In fact, an OfS (and while I’m here, a HEFCW and an SFC) and a CMA that made these sorts of rights clear to students, and gave them a clear path to enforcement, would force improvements to (and in some cases introductions of) workload models overnight.
Our innovative blended teaching model
All of which bring me back to the current industrial dispute. One thing that I find extraordinary about the current industrial dispute is that I’m assuming that the majority of universities haven’t looked again (or in some cases looked to start with) at their workload model for the new post-Covid era. My social media certainly suggests this anyway.
Students are being told (and sold) that a lot of thought has gone into the innovation in delivery they’re experiencing this year. But how does that match up with workload models left untouched? Surely if an organisation is doing something new or different, it should budget for it properly in people, time and cash?
Management is sometimes about sensemaking, mood music, feelings, narrative and purpose. But it’s also about time, money and capacity – and if we’re expecting too much on too little, everything that is done on mood music, feelings, narrative and purpose is pointless. And we’re letting students down – legally.
Put another way – I don’t know whether current academic workloads are sustainable. But what is clearly not sustainable is never stopping to work out, properly, if they are.
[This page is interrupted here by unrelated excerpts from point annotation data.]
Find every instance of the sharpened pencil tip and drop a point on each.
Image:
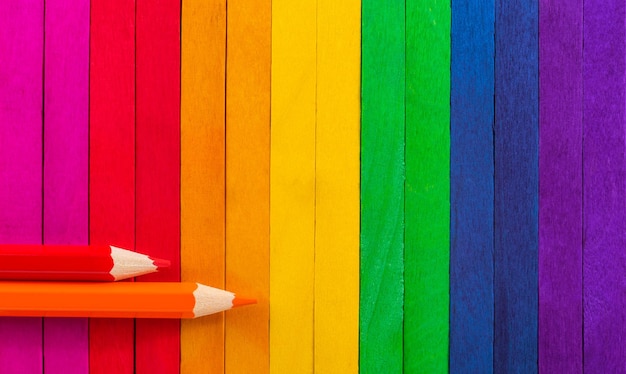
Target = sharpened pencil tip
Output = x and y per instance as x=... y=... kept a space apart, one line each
x=160 y=263
x=238 y=301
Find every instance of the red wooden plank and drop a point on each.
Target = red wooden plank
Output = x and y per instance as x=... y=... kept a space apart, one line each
x=158 y=169
x=112 y=162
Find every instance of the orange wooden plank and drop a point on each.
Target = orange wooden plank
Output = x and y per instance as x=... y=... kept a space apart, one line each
x=202 y=174
x=247 y=182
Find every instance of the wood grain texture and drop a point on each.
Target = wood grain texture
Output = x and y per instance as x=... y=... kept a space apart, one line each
x=382 y=186
x=248 y=183
x=427 y=188
x=21 y=100
x=157 y=152
x=112 y=163
x=560 y=187
x=471 y=186
x=65 y=164
x=337 y=172
x=203 y=75
x=516 y=187
x=292 y=185
x=604 y=193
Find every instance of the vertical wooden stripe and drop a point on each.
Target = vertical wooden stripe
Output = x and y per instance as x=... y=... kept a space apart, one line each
x=292 y=185
x=471 y=186
x=337 y=171
x=247 y=185
x=427 y=192
x=516 y=187
x=66 y=127
x=382 y=186
x=112 y=163
x=157 y=152
x=560 y=187
x=203 y=50
x=604 y=189
x=21 y=51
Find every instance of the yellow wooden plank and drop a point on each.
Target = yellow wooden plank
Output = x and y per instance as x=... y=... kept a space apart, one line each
x=292 y=191
x=203 y=49
x=247 y=183
x=337 y=186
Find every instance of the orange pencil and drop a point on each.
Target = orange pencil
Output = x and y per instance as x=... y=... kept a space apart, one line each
x=114 y=300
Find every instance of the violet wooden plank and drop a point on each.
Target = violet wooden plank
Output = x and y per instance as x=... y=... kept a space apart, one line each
x=65 y=221
x=21 y=100
x=560 y=187
x=516 y=187
x=604 y=188
x=471 y=187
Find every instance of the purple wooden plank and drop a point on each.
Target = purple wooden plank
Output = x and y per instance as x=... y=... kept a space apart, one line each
x=560 y=187
x=21 y=66
x=65 y=178
x=604 y=187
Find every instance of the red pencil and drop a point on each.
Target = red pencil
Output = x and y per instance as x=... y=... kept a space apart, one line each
x=74 y=262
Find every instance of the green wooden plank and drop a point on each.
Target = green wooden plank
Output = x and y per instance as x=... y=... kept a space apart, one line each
x=382 y=186
x=427 y=207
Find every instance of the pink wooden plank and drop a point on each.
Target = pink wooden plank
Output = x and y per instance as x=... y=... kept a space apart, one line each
x=21 y=62
x=65 y=163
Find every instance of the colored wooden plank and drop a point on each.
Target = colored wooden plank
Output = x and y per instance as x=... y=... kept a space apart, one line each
x=292 y=185
x=560 y=187
x=157 y=162
x=21 y=101
x=65 y=164
x=604 y=194
x=247 y=183
x=337 y=172
x=516 y=187
x=112 y=163
x=427 y=188
x=382 y=186
x=203 y=59
x=471 y=187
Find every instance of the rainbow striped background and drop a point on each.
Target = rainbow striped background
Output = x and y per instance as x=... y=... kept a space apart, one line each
x=406 y=186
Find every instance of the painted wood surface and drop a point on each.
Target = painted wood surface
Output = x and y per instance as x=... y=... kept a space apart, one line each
x=382 y=186
x=604 y=194
x=292 y=185
x=21 y=104
x=427 y=188
x=112 y=163
x=560 y=187
x=157 y=160
x=248 y=183
x=202 y=198
x=337 y=171
x=516 y=187
x=65 y=164
x=471 y=186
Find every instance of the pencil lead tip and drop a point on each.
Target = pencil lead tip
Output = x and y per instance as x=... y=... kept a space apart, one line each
x=160 y=263
x=238 y=301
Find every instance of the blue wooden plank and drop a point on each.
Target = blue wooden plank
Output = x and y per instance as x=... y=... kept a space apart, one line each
x=516 y=186
x=471 y=187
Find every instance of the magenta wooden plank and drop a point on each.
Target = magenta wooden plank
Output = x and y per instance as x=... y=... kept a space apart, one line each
x=65 y=163
x=560 y=186
x=604 y=175
x=21 y=68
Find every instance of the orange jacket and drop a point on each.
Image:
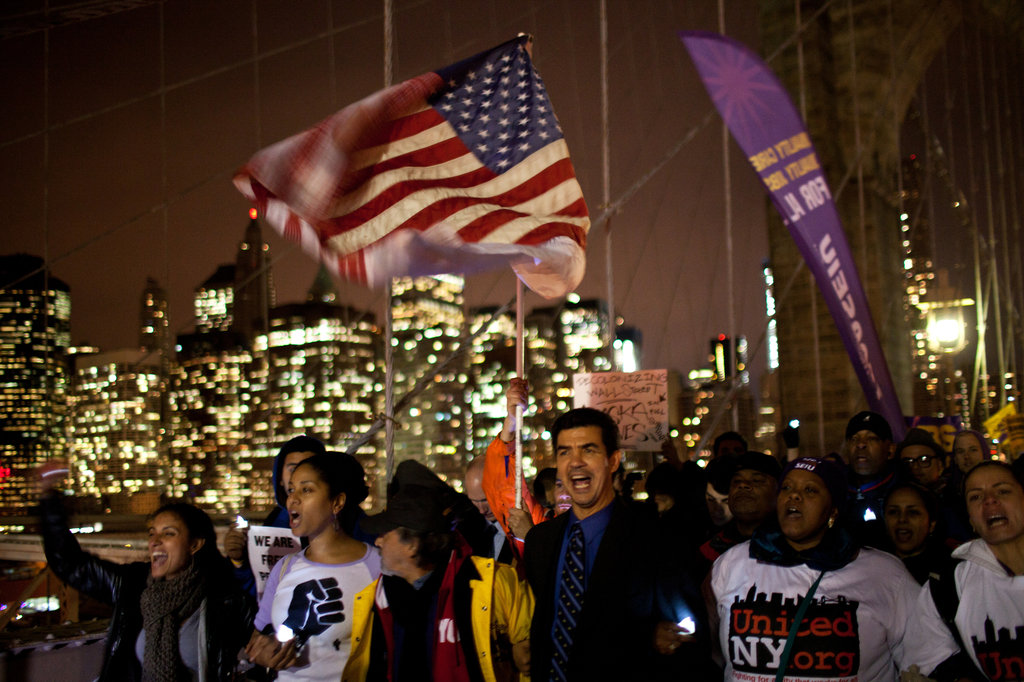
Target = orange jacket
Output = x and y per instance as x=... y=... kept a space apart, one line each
x=499 y=486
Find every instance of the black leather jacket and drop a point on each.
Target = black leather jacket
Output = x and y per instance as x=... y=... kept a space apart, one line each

The real right that students have is to an education that moves them to where they want to be. Let’s say, and only for the sake of simplicity of discussion, that this can be measured by employability on graduation or earnings a certain time after graduation. (I don’t propose that these are the only goals!). The student should then be asking whether the entire degree process makes a good outcome in this sense highly likely. It is not the student’s business, or skill, to assess the quality of different workload models for academics in various disciplines in various institutions. A student should be informed (to stick with my goals) whether relevant employers are finding that graduates of the programmes in question are indeed “highly employable”. The outcome is the issue, not haggling over how different Departments choose to design or staff programmes.
The outcome can’t be separated from the design or the staffing.
This makes some excellent points and I was amused by the comment: “surely there’s no judge in the land that would look at a workload model that gives someone half an hour to mark and develop feedback on a 2,000 word essay and say “yeah that’s reasonable”?” At my Russell Group institution we are allocated 20 minutes for marking and providing detailed individual feedback on 10 pages (about 3000 words) of online examination answer. Then the institution wonders why it performs so poorly on “assessment and feedback” in the NSS.